The correction \(\sigma\) can be decomposed into contributions from these three independently parametrized phenomenological models so that \(\sigma = \sigma_\mathrm{BL} + \sigma_\mathrm{DY} + \sigma_\mathrm{HB}\). The parametrizations have the following form:

(2)#\[\sigma_\mathrm{BL} = -\frac{\lambda_\mathrm{BL}\,\varepsilon^2 r^2}{3} \left(1 + \frac{3p}{\varepsilon}\right)\!\left(1 + \frac{p}{\varepsilon}\right) \frac{1}{1 - 2m/r}\]
(3)#\[\sigma_\mathrm{DY} = \lambda_\mathrm{DY}\,\frac{2m}{r}\,p\]
(4)#\[\sigma_\mathrm{HB} = -\!\left(\frac{1}{\lambda_\mathrm{HB}} - 1\right)\frac{r}{2}\frac{dp}{dr}\]

Setting \(\lambda_\mathrm{BL} = 0\), \(\lambda_\mathrm{DY} = 0\), and \(\lambda_\mathrm{HB} = 1\) recovers the standard GR equations with pressure isotropy.

The tidal deformability equations are also modified consistently by including the derivative of \(\sigma\) with respect to pressure inside solve().

Usage#

Configuration file:

tov:
  type: anisotropy
  min_nsat_TOV: 0.75
  ndat_TOV: 100
  nb_masses: 100

Prior file (excerpt):

Note that these priors have to be defined on top of your priors for the EOS parameters, which are not shown here.

# Only sample lambda_DY, while fixing the other two couplings to their GR values
# This is what was done in Pang:2025fes
lambda_BL = Fixed(0.0,  parameter_names=["lambda_BL"])
lambda_DY = UniformPrior(-0.5, 0.5, parameter_names=["lambda_DY"])
lambda_HB = Fixed(1.0,  parameter_names=["lambda_HB"])

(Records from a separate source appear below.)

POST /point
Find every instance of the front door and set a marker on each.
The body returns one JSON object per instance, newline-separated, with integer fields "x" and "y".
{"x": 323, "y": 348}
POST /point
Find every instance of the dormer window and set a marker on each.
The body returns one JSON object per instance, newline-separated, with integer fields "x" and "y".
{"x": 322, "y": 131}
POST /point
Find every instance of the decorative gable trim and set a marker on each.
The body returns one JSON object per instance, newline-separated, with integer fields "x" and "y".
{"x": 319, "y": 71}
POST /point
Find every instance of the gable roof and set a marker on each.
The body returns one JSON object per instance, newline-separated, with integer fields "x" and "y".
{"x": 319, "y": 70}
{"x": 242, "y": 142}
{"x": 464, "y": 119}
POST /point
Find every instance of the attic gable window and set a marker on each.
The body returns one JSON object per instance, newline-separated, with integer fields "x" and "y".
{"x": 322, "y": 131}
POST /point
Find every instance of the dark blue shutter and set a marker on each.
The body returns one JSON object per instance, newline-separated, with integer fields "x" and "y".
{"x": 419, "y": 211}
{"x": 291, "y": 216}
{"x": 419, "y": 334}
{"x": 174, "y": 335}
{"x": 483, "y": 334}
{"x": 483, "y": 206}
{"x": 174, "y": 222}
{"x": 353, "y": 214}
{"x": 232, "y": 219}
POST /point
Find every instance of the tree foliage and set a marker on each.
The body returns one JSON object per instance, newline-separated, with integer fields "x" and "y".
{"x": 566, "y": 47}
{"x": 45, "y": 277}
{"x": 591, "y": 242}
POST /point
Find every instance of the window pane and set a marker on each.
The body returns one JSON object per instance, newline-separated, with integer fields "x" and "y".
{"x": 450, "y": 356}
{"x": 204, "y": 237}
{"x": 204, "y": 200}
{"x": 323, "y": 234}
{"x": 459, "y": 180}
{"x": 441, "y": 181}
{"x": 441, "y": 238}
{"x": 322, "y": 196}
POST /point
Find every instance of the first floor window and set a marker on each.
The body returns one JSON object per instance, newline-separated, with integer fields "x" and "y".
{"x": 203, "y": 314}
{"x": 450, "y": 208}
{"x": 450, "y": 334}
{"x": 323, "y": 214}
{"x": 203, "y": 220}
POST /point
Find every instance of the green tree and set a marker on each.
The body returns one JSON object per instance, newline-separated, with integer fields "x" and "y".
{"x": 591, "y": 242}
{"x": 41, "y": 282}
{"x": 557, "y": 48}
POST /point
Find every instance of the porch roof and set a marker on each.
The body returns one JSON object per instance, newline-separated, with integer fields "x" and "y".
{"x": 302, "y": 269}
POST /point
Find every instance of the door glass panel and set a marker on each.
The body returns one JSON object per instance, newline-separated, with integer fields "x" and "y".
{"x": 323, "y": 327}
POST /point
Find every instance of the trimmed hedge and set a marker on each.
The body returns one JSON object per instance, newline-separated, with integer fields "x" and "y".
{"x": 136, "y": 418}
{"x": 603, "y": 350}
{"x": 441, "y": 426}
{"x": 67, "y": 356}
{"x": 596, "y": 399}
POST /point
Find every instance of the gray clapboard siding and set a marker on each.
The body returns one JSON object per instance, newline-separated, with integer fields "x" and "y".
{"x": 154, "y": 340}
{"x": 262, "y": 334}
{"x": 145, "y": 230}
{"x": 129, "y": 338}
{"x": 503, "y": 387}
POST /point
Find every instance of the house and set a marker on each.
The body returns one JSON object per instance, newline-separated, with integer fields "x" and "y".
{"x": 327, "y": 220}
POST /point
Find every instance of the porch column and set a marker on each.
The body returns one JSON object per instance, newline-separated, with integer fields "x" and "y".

Any of the three coupling constants can be fixed to its GR value or treated as a free parameter depending on the analysis goal. Using Fixed for the couplings you do not want to constrain is more efficient than placing a broad prior on them. Complete working examples are in examples/inference/anisotropy/.

Further resources#

References

[1]

Peter T. H. Pang, Stephanie M. Brown, Thibeau Wouters, and Chris Van Den Broeck. Revealing tensions in neutron star observations with pressure anisotropy. Phys. Rev. D, 113(6):063047, 2026. arXiv:2507.13039, doi:10.1103/6qc8-3k97.

[2]

A. Rahmansyah, A. Sulaksono, A. B. Wahidin, and A. M. Setiawan. Anisotropic neutron stars with hyperons: implication of the recent nuclear matter data and observations of neutron stars. Eur. Phys. J. C, 80(8):769, 2020. doi:10.1140/epjc/s10052-020-8361-4.

[3]

Richard L. Bowers and E. P. T. Liang. Anisotropic Spheres in General Relativity. Astrophys. J., 188:657–665, 1974. doi:10.1086/152760.

[4]

Dubravko Horvat, Sasa Ilijic, and Anja Marunovic. Radial pulsations and stability of anisotropic stars with quasi-local equation of state. Class. Quant. Grav., 28:025009, 2011. arXiv:1010.0878, doi:10.1088/0264-9381/28/2/025009.

[5]

M. Cosenza, L. Herrera, M. Esculpi, and L. Witten. Some models of anisotropic spheres in general relativity. J. Math. Phys., 22(1):118, 1981. doi:10.1063/1.524742.